Most Viewed Stories
Young voices emerge
Teens reach out to find needs of community
Tim Penberthy, 17, is a skateboarder, a Yuba City High School student, and now, a community activist.
Through his role as a committee member for the Youth Development Community Action Coalition, he says, he has become outspoken about what he feels is a woeful lack of resources for the area's young people.
Over the course of six months, Penberthy and about 100 other youth participants — kids ages 10 to 18 from communities throughout Yuba-Sutter — helped collect survey data about what needs are or are not being met for young people in the Mid-Valley.
Sierra Health Foundation funded the study through Friday Night Live, and has held out more than $600,000 in potential seed money, should viable improvement plans result from their work.
Each of 11 coalition groups from Camptonville, Wheatland, Sutter and Live Oak, as well as from the more populated communities in the Mid-Valley, came together for two town hall-style meetings last week at the Allyn Scott Youth and Community Center in Marysville and in a community room at Yuba-Sutter Mall in Yuba City.
Participating youth and their groups' adult supervisors and mentors helped present their findings to a total of about 60 area residents who attended the meetings.
Penberthy served on the Substance Abuse Steering Coalition, which met each week at Sutter-Yuba Mental Health Services in Yuba City.
His work in surveying area residents, he says, taught him a great deal about his community.
"There are more health resources than I was aware of," he says.
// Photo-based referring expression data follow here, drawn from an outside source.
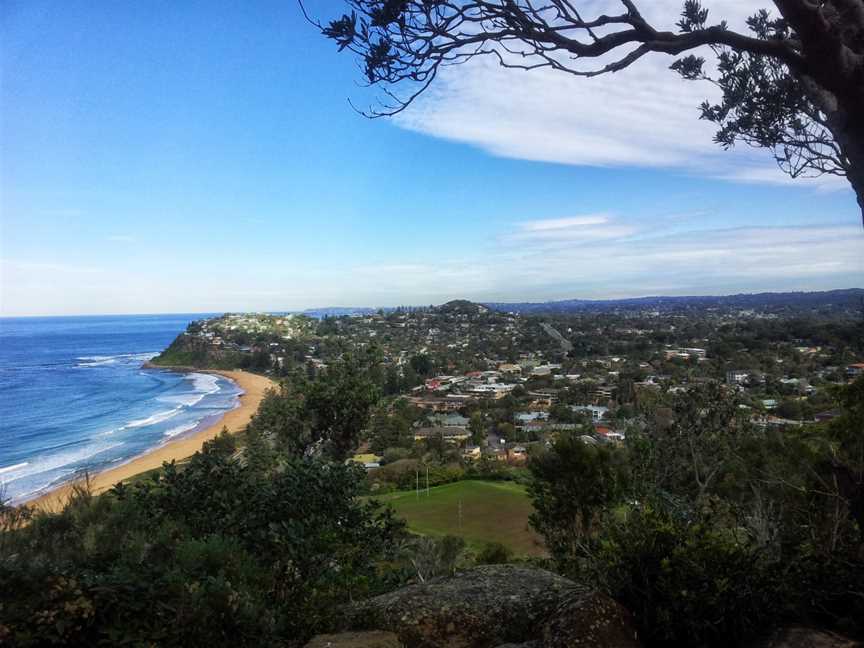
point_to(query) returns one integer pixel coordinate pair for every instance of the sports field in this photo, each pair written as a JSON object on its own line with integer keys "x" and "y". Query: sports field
{"x": 478, "y": 511}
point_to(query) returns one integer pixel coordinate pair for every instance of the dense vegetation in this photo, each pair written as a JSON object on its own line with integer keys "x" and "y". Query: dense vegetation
{"x": 710, "y": 530}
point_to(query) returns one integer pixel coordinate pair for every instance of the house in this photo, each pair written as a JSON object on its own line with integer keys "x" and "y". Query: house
{"x": 449, "y": 434}
{"x": 736, "y": 377}
{"x": 451, "y": 420}
{"x": 510, "y": 368}
{"x": 530, "y": 417}
{"x": 821, "y": 417}
{"x": 471, "y": 452}
{"x": 368, "y": 461}
{"x": 517, "y": 454}
{"x": 596, "y": 411}
{"x": 437, "y": 404}
{"x": 855, "y": 370}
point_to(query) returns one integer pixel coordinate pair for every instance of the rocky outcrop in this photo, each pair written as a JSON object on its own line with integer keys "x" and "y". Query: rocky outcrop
{"x": 494, "y": 605}
{"x": 798, "y": 637}
{"x": 373, "y": 639}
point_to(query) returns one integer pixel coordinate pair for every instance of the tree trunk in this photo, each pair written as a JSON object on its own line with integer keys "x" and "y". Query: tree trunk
{"x": 832, "y": 38}
{"x": 850, "y": 137}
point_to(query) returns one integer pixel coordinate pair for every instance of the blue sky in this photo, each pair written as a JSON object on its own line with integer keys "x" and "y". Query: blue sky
{"x": 181, "y": 157}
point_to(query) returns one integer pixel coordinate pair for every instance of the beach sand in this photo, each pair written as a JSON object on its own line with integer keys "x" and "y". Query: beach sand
{"x": 254, "y": 387}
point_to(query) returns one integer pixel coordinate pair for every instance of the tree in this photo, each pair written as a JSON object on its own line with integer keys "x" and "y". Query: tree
{"x": 794, "y": 84}
{"x": 421, "y": 364}
{"x": 339, "y": 405}
{"x": 573, "y": 484}
{"x": 478, "y": 428}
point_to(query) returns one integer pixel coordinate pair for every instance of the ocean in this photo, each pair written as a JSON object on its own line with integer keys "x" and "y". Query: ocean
{"x": 74, "y": 397}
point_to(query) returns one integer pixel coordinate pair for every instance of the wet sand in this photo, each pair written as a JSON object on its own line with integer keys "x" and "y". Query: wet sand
{"x": 254, "y": 388}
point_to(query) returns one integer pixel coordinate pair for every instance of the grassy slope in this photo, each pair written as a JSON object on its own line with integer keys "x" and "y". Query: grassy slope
{"x": 491, "y": 512}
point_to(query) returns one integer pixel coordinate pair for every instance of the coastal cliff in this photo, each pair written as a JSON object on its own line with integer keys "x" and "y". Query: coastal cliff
{"x": 193, "y": 352}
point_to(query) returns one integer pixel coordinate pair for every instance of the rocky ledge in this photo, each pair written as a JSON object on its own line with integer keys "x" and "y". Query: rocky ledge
{"x": 486, "y": 607}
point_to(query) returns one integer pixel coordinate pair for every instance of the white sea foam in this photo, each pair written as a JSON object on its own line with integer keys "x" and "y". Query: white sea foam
{"x": 11, "y": 468}
{"x": 204, "y": 383}
{"x": 96, "y": 361}
{"x": 180, "y": 429}
{"x": 186, "y": 400}
{"x": 60, "y": 460}
{"x": 158, "y": 417}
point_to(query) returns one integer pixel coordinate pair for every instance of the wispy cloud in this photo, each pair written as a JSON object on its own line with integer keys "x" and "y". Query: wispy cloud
{"x": 570, "y": 230}
{"x": 644, "y": 116}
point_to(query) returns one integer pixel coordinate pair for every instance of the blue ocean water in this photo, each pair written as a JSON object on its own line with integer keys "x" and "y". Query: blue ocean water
{"x": 74, "y": 397}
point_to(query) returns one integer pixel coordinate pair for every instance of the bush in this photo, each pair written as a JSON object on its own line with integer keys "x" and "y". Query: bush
{"x": 494, "y": 553}
{"x": 213, "y": 554}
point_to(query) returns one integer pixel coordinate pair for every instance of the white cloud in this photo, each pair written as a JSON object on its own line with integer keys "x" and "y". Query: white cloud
{"x": 642, "y": 116}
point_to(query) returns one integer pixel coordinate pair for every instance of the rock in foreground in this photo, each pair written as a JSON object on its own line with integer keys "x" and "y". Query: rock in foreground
{"x": 498, "y": 604}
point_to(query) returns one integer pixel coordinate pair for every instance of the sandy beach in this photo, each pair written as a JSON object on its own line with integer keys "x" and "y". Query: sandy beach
{"x": 253, "y": 386}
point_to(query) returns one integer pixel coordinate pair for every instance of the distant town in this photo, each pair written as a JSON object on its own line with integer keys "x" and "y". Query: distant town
{"x": 491, "y": 384}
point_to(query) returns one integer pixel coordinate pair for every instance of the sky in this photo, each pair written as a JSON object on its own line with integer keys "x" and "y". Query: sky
{"x": 203, "y": 157}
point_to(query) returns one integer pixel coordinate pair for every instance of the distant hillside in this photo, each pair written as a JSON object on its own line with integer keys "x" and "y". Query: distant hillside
{"x": 851, "y": 298}
{"x": 338, "y": 311}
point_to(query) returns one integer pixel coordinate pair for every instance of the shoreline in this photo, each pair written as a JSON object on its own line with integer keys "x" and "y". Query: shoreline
{"x": 253, "y": 385}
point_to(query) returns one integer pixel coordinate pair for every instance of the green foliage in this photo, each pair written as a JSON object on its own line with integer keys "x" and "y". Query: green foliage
{"x": 216, "y": 553}
{"x": 494, "y": 553}
{"x": 713, "y": 530}
{"x": 322, "y": 416}
{"x": 573, "y": 485}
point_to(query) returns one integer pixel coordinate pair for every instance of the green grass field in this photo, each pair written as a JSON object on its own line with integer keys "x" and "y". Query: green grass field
{"x": 491, "y": 512}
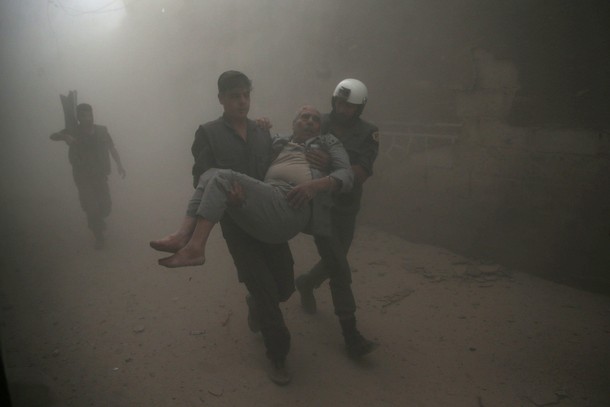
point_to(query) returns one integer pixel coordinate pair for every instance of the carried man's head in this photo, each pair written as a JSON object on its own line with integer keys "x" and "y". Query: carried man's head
{"x": 234, "y": 94}
{"x": 306, "y": 124}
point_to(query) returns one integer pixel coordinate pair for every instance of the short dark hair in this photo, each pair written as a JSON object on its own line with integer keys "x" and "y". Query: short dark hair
{"x": 84, "y": 107}
{"x": 233, "y": 79}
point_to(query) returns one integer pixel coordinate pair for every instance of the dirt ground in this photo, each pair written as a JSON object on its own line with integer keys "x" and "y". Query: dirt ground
{"x": 82, "y": 327}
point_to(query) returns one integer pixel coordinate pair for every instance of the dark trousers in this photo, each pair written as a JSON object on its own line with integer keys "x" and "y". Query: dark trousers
{"x": 94, "y": 197}
{"x": 267, "y": 270}
{"x": 333, "y": 264}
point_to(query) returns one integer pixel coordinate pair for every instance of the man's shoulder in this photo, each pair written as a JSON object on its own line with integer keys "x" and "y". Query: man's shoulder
{"x": 328, "y": 139}
{"x": 99, "y": 128}
{"x": 367, "y": 126}
{"x": 212, "y": 124}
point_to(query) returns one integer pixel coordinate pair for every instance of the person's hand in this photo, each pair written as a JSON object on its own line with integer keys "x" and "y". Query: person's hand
{"x": 236, "y": 196}
{"x": 318, "y": 159}
{"x": 301, "y": 195}
{"x": 264, "y": 123}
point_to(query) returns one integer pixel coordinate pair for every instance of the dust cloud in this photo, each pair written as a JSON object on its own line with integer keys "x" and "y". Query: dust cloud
{"x": 149, "y": 69}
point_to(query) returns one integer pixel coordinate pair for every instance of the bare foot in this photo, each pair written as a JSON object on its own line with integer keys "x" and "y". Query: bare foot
{"x": 182, "y": 258}
{"x": 170, "y": 244}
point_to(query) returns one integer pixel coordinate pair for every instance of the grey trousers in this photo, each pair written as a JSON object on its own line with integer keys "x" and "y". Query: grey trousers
{"x": 265, "y": 215}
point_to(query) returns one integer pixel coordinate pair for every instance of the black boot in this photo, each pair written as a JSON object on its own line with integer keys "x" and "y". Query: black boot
{"x": 305, "y": 288}
{"x": 355, "y": 344}
{"x": 278, "y": 373}
{"x": 253, "y": 320}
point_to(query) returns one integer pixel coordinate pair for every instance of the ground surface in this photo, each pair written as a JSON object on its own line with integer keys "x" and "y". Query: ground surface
{"x": 82, "y": 327}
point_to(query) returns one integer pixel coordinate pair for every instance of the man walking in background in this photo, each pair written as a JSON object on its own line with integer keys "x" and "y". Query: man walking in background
{"x": 361, "y": 140}
{"x": 90, "y": 148}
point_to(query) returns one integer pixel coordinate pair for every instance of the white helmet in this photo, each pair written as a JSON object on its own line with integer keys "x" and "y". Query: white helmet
{"x": 352, "y": 90}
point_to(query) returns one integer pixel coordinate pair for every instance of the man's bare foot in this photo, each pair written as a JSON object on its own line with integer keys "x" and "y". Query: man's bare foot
{"x": 182, "y": 258}
{"x": 170, "y": 244}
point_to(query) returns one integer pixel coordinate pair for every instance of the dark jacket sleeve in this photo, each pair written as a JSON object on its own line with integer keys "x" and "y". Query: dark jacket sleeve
{"x": 203, "y": 155}
{"x": 370, "y": 148}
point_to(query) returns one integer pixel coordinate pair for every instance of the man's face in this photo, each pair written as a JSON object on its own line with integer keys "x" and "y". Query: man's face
{"x": 236, "y": 103}
{"x": 85, "y": 118}
{"x": 307, "y": 124}
{"x": 345, "y": 111}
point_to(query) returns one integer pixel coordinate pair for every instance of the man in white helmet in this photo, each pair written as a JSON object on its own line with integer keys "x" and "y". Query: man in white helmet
{"x": 361, "y": 140}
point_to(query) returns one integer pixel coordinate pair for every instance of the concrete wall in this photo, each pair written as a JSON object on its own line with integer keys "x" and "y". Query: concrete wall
{"x": 533, "y": 198}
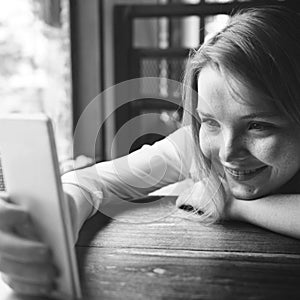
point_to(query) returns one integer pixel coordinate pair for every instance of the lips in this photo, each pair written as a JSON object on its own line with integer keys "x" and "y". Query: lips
{"x": 244, "y": 174}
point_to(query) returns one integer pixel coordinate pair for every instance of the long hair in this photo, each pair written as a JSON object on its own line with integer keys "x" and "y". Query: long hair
{"x": 259, "y": 49}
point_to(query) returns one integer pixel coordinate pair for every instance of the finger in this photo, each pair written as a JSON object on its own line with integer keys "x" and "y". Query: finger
{"x": 11, "y": 214}
{"x": 29, "y": 272}
{"x": 26, "y": 288}
{"x": 22, "y": 249}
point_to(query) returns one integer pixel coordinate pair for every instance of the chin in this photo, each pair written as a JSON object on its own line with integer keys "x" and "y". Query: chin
{"x": 248, "y": 194}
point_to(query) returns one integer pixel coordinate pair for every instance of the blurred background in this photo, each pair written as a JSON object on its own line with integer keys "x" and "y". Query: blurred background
{"x": 58, "y": 55}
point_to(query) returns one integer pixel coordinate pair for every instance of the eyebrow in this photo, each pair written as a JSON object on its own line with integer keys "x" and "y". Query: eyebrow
{"x": 250, "y": 116}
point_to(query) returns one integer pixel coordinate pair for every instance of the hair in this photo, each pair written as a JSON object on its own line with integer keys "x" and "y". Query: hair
{"x": 259, "y": 48}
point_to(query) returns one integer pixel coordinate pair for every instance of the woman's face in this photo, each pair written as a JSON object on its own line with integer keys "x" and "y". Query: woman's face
{"x": 255, "y": 146}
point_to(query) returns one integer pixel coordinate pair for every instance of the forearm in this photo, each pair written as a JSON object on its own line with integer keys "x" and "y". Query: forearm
{"x": 279, "y": 213}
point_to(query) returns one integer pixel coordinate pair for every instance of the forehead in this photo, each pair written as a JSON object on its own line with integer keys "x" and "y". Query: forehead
{"x": 215, "y": 92}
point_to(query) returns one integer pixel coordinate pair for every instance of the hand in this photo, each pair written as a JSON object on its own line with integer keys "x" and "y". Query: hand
{"x": 206, "y": 198}
{"x": 24, "y": 260}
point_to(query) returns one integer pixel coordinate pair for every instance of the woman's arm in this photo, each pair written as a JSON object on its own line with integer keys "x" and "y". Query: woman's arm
{"x": 128, "y": 177}
{"x": 279, "y": 213}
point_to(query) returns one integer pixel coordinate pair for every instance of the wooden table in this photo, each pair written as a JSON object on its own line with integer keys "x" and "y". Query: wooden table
{"x": 149, "y": 252}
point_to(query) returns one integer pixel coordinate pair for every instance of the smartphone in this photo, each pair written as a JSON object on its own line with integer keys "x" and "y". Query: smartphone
{"x": 32, "y": 179}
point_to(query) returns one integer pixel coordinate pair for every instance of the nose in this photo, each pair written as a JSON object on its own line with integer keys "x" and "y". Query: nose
{"x": 233, "y": 147}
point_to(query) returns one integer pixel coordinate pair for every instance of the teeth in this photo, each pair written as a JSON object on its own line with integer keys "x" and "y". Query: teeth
{"x": 240, "y": 173}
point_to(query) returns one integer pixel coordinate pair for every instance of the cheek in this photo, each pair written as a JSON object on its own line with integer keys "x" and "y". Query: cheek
{"x": 275, "y": 150}
{"x": 206, "y": 145}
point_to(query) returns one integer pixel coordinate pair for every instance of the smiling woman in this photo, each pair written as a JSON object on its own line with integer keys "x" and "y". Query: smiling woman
{"x": 242, "y": 117}
{"x": 256, "y": 146}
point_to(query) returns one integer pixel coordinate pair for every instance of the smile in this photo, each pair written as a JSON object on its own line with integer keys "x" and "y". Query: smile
{"x": 244, "y": 174}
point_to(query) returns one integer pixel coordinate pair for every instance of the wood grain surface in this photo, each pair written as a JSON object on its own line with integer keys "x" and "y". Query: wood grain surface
{"x": 151, "y": 252}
He had not been aware of youth discounts at the Cinemark movie theater in Yuba City, or the free bowling passes Nu Generation bowling lanes offers kindergarten through eighth-grade kids during the summer.
But transportation is a big problem for young people throughout much of Yuba-Sutter.
Penberthy says he has had his own challenges getting around.
His home off Highway 99 near Oswald Road is a 21⁄2-mile walk from the nearest Yuba-Sutter Transit bus stop on Bogue Road.
"And there are so many pot holes, you can't skate to get there," he says.
Cost, too, is a problem.
Several parents, grandparents and other adults present at Thursday's town hall meeting expressed their disgust over the costs involved in putting kids in organized sports, or in simply taking them to Gauche Aquatic Park.
"The economy affects what people can afford," said Judy Werdahl, 62, of Olivehurst.
And kids, she said, "need things to keep them off the street and out of the house — someplace safe and lighted and supervised."
A small group of adults, including Tony Blackwell, former sports director of Friday Night Live and a Yuba City City Council candidate last November, is making a push to bring the Boys & Girls Clubs of America into the Mid-Valley.
"We've got 13,000 kids here (in grades 7-12), and they don't have nothing," Blackwell says.
A lack of local exposure to — and information about — Boys and Girls Clubs, he says have made efforts to develop a chapter here difficult in the past.
He says he hopes the Sierra Health Foundation's grant money and resulting public discussion about a lack of youth resources might finally help spark momentum.
"Once they know what it is," he says of the organization, "it's on."
The next step for the youth coalition participants will be to assess feedback from community members, and design a plan for improvements.
That plan, according to FNL's Carmen Smith, who coordinated most of the project, must assess the cost for each proposed improvement, and work within financial parameters set by Sierra Health Foundation.
Should those proposals meet approval by governing councils in the communities involved, they will be submitted back to Sierra Health Foundation to await funding.
Meanwhile, says Penberthy, the area's lack of activities, mentors, and transportation is having a seriously negative effect on young people.
"If there's nothing for kids to do, what I think is they're going to experiment with drugs and alcohol," he says.